Biochemical analysis of the biogenesis and function of the Escherichia coli export factor SecY.

SecY is an integral plasma-membrane protein of Escherichia coli which is essential for the export of periplasmic and outer-membrane proteins containing cleavable signal sequences. We have synthesized SecY in vitro using an E. coli transcription/translation system. In the absence of membranes, SecY remained largely soluble but cosedimented on sucrose gradients with the membrane fraction when inside-out plasma-membrane vesicles (INV) had been added cotranslationally. Membrane association of SecY was unaffected if the endogenous SecY of the INV had been inactivated by either antibodies, a mutation or trypsin treatment. In contrast, inactivation of the INV SecY interfered with membrane targeting and, consequently, the processing of precursors to beta-lactamase and lambda receptor. When SecY-deprived INV were, however, first functionally reconstituted with in-vitro-synthesized SecY, targeting and translocation of the lambda receptor were partially restored.

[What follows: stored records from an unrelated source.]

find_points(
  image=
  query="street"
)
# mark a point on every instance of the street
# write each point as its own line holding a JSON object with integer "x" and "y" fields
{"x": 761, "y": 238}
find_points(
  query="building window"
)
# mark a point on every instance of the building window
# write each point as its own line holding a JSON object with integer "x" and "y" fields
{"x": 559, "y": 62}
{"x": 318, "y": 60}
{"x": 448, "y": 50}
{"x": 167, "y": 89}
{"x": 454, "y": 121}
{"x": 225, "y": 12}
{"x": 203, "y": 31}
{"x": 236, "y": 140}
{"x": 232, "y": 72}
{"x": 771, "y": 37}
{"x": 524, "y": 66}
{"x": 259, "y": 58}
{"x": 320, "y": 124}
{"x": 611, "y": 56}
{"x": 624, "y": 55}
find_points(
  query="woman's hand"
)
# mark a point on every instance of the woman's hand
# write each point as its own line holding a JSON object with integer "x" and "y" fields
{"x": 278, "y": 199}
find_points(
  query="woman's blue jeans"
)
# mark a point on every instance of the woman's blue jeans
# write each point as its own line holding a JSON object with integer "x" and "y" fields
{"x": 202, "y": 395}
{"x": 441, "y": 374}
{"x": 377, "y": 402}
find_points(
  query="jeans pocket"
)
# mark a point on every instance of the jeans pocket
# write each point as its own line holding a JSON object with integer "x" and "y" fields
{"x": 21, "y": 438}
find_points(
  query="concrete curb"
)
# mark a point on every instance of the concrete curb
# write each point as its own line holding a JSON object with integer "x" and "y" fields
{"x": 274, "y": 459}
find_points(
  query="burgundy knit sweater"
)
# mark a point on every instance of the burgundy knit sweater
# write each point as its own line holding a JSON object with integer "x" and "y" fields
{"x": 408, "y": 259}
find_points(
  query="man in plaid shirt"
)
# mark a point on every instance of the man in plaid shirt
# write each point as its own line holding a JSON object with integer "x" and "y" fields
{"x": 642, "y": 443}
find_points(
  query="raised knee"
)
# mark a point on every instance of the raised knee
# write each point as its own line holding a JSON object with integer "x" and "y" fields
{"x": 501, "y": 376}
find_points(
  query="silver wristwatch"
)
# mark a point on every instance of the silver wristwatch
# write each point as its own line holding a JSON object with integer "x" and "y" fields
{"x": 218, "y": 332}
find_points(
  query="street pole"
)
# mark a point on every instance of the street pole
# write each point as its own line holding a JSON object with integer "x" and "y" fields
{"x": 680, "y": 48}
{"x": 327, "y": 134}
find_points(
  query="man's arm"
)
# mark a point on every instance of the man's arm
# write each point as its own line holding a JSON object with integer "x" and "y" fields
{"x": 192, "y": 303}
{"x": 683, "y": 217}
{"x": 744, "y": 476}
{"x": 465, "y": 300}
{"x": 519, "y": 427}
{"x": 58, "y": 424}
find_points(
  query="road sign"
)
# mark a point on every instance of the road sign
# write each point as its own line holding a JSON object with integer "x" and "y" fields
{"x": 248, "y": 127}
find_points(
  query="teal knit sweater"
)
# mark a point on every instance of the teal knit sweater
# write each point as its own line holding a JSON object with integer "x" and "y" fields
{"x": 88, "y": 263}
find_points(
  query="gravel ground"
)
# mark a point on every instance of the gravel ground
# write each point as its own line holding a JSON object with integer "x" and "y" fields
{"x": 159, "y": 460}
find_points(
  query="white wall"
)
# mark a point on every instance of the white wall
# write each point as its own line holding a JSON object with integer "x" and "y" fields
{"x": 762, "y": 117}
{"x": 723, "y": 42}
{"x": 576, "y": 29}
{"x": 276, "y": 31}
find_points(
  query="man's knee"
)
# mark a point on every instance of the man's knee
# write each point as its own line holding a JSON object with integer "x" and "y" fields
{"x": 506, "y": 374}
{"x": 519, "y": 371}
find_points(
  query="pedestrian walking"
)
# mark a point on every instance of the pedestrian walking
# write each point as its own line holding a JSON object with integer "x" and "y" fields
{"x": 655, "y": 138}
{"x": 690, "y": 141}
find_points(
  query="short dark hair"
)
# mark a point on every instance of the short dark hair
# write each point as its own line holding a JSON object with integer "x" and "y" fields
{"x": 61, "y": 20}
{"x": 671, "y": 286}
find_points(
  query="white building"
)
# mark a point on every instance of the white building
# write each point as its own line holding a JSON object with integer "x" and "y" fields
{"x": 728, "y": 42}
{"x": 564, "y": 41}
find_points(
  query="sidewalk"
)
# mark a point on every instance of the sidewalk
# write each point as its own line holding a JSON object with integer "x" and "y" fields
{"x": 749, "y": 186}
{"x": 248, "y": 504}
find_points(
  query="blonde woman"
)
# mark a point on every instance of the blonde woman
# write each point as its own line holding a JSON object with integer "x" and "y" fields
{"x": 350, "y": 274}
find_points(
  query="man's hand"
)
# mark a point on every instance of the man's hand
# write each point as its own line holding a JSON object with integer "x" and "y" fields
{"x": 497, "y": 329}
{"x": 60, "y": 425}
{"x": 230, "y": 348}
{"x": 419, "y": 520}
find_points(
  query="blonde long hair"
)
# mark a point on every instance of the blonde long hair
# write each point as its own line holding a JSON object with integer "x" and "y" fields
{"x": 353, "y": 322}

Thus, the assembly of SecY into INV in vitro leads to an active enzyme. In addition, we show that the prlA4 allele of the secY gene suppresses signal-sequence mutations of the lambda receptor in vitro. Collectively, our results demonstrate that SecY, while functioning as a membrane-located receptor for precursors of exported proteins, appears to be virtually independent of pre-existing SecY for its own membrane integration.